独立を貫いた裁判長の原発運転差し止め決定
昨日(1月17日)、広島高裁(森一岳裁判長)は、四国電力伊方原発3号機(愛媛県伊方町)の運転差し止めを認める決定を出した。これは、快挙である。3人の裁判官に、敬意を表したい。
事件は、山口県内の住民3人が求めた仮処分申し立てである。本案訴訟の判決言い渡しあるまでの仮の差し止めが認められた。申し立てたのは、伊方原発から50キロ圏内にある瀬戸内海の島の住民。山口地裁岩国支部が昨年3月、その申し立てを却下する決定を出したため、これを不服として広島高裁に即時抗告して、逆転の決定に至った。原発運転を差し止める高裁レベルでの司法判断は2件目だという。
抗告審で問題になったのは、国内最大規模の活断層「中央構造線断層帯」に関連する活断層が原発の沖合約600メートルにある可能性、約130キロ離れた阿蘇山(熊本県)の巨大噴火で火砕流が到達するリスク、あるいは事故が起きた際の島からのは避難の困難性などであったという。
報じられている決定の概要では、「活断層が原発の敷地に極めて近い可能性を否定し得ず地震動評価や調査が不十分」「阿蘇カルデラ噴火による影響についての想定は過小」「原子炉設置変更許可申請を問題ないとした原子力規制委員会の判断は誤りで不合理」と、踏み込んだ判断となっている。その判断の影響は大きい。
私が注目したのは、裁判長の定年の時期である。森一岳裁判長は、この決定の8日後今月25日に65歳の誕生日を迎えて定年退官する。決定を退官後の後任裁判長に先送りすることなく毅然とした判断を貫いたのだ。
あるいは、もう定年間際である。恐いものはないのだから、自分の思うところを貫こうと考えたのかも知れない。「鳥の将に死なんとする、その鳴くや哀し。人の将に死なんとする、その言ふや善し」というが、「裁判官の将に定年になろうとする。その判決や善し」なのだ。
憲法76条3項は、「すべて裁判官は、その良心に従ひ独立してその職権を行ひ、この憲法及び法律にのみ拘束される」と定める。ところが、独立した裁判官も、独立を貫いた裁判も、実は稀少なのだ。
歯に衣きせずに敢えて言えば、司法の本質は権力機構の一部である。

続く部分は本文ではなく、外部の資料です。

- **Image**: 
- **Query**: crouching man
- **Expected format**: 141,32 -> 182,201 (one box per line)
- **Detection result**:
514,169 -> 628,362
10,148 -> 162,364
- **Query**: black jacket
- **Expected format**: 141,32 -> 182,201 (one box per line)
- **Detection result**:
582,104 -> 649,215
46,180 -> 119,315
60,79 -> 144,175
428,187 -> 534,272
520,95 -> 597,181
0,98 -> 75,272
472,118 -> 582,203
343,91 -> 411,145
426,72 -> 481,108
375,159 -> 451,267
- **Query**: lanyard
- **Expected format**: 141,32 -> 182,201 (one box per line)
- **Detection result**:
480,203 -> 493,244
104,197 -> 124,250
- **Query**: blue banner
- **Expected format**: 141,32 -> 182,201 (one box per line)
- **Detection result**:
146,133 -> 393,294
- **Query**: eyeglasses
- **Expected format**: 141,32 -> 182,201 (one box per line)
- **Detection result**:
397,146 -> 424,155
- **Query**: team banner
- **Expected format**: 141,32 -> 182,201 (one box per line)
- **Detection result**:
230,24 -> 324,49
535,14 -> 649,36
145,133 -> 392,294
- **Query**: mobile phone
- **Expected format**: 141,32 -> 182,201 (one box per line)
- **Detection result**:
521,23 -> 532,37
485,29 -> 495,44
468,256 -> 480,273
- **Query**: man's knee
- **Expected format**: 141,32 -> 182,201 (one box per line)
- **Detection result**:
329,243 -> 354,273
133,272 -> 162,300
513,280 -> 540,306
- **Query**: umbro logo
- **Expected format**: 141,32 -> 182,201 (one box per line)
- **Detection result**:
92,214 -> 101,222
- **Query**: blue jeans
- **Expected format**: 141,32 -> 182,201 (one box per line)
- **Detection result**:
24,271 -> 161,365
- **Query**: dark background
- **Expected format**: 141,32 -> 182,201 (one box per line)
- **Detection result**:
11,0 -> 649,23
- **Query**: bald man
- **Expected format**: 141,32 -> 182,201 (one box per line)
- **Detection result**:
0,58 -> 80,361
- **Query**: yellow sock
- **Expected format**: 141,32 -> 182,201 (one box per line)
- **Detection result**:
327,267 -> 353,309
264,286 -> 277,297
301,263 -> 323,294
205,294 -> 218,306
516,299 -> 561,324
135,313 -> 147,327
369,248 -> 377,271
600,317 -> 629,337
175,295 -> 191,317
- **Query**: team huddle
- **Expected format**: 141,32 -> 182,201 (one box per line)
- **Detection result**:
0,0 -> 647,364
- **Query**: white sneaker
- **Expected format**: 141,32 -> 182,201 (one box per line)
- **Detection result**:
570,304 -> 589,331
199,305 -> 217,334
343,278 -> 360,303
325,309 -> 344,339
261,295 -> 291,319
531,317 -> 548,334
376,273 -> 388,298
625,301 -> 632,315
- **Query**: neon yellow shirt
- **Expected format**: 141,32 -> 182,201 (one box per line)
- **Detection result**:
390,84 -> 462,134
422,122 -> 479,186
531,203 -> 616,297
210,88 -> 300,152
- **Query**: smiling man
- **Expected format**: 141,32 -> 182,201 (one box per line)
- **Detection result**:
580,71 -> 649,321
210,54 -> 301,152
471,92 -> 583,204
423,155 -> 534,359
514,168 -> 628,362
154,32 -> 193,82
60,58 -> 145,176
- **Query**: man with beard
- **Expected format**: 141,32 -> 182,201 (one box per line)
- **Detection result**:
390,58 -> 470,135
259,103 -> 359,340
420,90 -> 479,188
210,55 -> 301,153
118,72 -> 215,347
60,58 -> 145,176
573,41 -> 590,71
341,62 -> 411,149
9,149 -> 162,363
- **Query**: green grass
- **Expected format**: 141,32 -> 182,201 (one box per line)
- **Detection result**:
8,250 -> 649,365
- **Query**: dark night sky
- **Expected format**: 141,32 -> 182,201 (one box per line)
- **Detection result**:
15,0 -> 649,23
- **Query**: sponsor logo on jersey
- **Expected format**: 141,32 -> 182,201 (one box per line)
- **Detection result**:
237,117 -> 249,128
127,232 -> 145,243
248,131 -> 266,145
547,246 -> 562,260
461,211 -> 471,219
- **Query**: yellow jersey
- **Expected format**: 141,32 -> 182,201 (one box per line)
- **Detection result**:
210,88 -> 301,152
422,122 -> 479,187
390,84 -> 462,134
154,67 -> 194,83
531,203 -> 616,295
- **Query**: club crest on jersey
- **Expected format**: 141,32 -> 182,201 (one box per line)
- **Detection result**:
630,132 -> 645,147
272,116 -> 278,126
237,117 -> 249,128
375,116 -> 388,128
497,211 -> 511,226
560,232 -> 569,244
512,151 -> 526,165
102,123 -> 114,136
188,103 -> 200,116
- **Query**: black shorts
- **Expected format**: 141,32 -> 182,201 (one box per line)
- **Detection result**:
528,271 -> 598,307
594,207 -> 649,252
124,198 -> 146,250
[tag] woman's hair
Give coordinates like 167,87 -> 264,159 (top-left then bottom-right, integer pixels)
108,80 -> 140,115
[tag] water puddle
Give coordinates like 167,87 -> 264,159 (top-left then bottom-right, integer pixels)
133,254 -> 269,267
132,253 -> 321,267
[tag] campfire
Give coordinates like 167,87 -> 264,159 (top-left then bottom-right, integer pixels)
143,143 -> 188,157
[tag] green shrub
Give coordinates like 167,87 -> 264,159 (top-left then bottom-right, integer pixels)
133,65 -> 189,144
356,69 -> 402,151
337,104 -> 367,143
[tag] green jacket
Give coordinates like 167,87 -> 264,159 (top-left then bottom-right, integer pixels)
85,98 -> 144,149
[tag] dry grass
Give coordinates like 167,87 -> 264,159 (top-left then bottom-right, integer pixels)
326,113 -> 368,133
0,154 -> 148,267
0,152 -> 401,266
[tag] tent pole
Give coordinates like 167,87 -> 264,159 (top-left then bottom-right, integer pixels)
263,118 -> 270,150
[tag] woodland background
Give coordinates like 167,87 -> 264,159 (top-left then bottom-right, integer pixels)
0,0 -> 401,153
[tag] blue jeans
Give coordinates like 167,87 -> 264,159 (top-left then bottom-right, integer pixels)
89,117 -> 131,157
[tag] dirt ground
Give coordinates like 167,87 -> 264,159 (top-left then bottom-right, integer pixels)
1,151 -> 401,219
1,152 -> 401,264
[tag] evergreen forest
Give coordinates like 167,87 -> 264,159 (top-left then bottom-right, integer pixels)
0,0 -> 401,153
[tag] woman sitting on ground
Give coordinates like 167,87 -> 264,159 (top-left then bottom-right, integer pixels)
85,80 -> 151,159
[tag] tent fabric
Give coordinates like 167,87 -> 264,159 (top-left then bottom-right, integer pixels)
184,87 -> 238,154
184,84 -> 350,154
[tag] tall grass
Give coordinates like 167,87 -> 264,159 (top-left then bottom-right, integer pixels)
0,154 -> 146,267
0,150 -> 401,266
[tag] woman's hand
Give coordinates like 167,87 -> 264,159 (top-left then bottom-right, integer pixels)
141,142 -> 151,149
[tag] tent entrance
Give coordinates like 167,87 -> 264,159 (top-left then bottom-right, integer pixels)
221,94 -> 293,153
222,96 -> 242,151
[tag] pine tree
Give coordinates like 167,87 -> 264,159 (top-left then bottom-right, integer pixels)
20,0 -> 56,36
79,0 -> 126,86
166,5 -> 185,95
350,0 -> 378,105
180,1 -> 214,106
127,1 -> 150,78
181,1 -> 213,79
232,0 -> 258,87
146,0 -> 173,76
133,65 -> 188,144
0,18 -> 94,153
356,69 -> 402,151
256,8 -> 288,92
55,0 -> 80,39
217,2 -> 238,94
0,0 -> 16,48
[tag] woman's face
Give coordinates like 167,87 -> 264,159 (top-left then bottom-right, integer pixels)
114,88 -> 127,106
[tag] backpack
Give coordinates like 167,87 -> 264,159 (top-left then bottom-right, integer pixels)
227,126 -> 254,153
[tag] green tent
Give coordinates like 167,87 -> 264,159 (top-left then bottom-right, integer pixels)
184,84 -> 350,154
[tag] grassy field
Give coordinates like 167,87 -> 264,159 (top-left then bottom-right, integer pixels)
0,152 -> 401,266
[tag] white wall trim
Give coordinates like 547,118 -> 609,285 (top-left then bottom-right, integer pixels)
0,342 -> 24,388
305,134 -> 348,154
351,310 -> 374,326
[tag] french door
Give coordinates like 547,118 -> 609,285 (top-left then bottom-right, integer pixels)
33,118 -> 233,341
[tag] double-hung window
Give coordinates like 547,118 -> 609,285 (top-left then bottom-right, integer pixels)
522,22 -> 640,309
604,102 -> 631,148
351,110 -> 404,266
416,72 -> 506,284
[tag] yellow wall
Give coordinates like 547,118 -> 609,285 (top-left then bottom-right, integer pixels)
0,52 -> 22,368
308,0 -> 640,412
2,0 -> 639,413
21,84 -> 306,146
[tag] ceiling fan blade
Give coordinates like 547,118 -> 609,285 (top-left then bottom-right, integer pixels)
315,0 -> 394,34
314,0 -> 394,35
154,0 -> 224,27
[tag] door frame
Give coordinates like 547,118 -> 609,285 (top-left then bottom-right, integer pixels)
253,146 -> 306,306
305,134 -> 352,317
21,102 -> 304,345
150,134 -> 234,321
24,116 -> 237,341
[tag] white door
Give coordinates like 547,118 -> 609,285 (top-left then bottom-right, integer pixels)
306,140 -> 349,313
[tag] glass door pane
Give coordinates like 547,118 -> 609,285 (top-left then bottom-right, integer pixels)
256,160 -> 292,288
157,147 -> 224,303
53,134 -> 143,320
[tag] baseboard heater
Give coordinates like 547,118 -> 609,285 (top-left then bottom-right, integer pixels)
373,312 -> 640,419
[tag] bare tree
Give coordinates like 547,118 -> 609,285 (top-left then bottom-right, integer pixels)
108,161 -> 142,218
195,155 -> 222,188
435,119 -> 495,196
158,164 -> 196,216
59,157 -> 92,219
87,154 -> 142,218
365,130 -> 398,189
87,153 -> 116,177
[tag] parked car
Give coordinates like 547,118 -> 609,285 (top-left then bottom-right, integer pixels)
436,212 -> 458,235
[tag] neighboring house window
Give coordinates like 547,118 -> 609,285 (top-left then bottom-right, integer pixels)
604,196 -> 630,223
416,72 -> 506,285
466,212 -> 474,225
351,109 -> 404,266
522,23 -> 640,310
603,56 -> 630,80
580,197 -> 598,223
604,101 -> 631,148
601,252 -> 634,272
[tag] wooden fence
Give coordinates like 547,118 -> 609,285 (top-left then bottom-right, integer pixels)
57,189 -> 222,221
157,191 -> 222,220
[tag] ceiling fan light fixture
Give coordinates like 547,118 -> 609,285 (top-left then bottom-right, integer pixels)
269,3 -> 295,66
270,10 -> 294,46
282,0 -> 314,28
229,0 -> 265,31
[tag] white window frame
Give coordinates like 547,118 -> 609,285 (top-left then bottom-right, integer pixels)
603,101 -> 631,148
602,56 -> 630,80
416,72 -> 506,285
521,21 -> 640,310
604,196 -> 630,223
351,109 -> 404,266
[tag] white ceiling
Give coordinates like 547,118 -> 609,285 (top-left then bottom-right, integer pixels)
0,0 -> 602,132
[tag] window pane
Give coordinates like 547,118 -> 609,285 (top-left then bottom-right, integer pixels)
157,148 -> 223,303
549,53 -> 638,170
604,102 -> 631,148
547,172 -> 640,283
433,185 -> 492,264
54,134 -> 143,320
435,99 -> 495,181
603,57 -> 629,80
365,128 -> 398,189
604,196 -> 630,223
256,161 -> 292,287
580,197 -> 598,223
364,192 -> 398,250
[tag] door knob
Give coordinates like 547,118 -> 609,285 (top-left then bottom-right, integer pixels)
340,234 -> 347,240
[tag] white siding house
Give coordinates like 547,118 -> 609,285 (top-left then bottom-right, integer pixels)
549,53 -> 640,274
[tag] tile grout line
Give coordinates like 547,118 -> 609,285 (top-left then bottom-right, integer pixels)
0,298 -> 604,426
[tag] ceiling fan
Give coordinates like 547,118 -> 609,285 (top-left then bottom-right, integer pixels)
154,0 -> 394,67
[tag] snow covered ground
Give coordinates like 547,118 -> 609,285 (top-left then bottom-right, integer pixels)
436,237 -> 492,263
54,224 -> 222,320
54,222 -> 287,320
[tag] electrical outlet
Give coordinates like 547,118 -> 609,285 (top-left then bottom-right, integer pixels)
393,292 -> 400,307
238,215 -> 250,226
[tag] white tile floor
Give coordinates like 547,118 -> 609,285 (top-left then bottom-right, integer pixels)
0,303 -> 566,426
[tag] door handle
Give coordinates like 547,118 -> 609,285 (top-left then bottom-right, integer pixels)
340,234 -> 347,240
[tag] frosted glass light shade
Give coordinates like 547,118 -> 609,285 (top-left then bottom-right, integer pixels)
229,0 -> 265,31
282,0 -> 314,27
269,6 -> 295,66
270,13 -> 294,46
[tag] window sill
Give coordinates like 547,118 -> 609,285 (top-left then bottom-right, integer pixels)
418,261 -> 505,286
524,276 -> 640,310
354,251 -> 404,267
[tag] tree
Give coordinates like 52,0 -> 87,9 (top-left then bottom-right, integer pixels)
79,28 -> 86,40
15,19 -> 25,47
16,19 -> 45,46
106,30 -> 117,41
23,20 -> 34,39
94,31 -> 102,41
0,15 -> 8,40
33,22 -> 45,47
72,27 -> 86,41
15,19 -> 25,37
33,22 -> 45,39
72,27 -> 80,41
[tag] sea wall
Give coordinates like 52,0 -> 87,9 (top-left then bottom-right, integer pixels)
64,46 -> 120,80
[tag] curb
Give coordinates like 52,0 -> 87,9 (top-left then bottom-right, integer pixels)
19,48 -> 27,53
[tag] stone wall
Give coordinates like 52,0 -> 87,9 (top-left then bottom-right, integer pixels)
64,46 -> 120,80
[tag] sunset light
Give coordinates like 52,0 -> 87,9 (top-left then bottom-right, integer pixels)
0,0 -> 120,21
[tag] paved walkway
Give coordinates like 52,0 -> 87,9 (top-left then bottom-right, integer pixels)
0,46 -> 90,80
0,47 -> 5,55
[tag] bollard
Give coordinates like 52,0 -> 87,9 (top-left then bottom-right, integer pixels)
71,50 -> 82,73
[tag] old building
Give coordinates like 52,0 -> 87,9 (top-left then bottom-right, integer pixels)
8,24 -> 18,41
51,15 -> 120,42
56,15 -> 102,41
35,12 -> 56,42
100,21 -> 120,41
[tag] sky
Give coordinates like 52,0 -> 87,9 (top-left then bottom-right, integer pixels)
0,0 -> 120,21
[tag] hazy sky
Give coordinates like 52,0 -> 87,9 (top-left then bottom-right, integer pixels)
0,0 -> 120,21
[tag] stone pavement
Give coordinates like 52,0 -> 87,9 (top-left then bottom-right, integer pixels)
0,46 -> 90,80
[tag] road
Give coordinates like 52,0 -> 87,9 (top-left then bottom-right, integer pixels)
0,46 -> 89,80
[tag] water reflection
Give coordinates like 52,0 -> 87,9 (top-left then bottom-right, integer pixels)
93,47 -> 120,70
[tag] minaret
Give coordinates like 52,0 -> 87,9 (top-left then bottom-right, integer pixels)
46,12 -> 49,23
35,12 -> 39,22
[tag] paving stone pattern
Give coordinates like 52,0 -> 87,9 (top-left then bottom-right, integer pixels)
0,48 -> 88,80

この社会の体制から、あるいは社会の多数派が牛耳る立法権から、そして権力主体としての行政権から、司法は強い掣肘を受けている。それが現実である。
もちろん、法の論理としてはそうであってはならず、すべての裁判官が独立していなければならない。しかし、現実は甘くない。司法が他の権力からの掣肘を受けるだけでなく、個々の裁判官が最高裁当局から監視され締め付けを受けている。
原発の推進は国策である。行政のみならず、司法当局も、原発推進に逆行する判決を歓迎していないことは、誰の目にも明白である。最高裁当局の思惑を忖度して、それに逆らわない判決を書ける人を「賢い裁判官」という。賢いとは、上手に生きる処世の術に長けているということである。
最高裁当局の思惑を忖度せず、敢えてそれに逆らって「その良心に従ひ独立してその職権を行ふ」愚直な裁判官はどうなるか。当然のことながら、出世コースから外される。給料に差が付く。任地で差別される。若い裁判官との接触の機会を求めても裁判長になれない。影響の大きな重要裁判は担当させられない…。
森一岳裁判長がどうであったかは具体的には知らない。しかし、処世術に長けた「賢い裁判官」ではなかったようだ。そして、もう定年間際。恐いものなく、純粋に法と良心のみに従った決定を書いた。そうすれば、政府や財界にも、最高裁事務総局にもおもねりのない、原発運転差し止め決定となるのだ。
裁判官の独立は、真に貴重である。